Locally, Steve Sutcher, a key figure in the Cheeseboard Collective who has sparked the creation of similar bakery/cheese collectives throughout the Bay Area, is a Hampshire grad. As is Jacqui Barber, who is Associate Director of the Lawrence Hall of Science and the founding Director of the Great Explorations in Math and Science (GEMS) Program through which she has authored or co-authored numerous inquiry-based mathematics and science curriculum units and pedagogical handbooks.
Innovative entrepreneurs like Lansky, Hirshberg, Hollander and Sutcher sure don’t fit the picture of the “East Coast hippies” that the book praised in the Times
claims represent a majority of Hampshire students.

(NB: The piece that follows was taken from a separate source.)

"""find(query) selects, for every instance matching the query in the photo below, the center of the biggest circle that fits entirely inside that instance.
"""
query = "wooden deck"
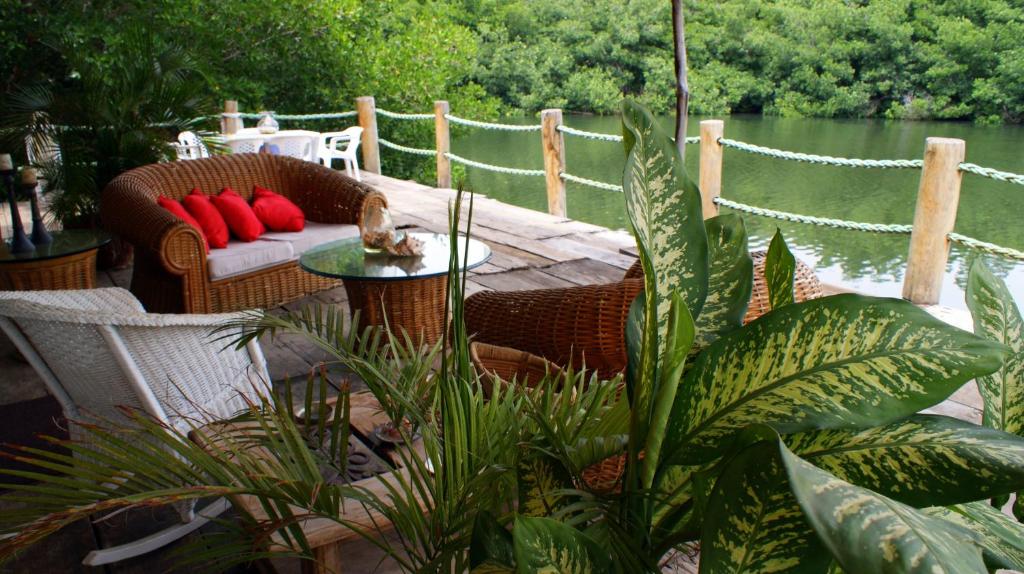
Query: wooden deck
(531, 250)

And one must ask how Barber was even admitted to the school as described in the review, given her focus on science and math.
I will give the author of the Hampshire-bashing book credit for the self-knowledge of his title, “Don’t Follow Me, I’m Lost.” He is lost, as increasingly is the New York Times
Book Review in the works it reviews and the liberal-bashing reviewers it utilizes.
Randy Shaw is the author of Beyond the Fields: Cesar Chavez, the UFW and the Struggle for Justice in the 21st Century.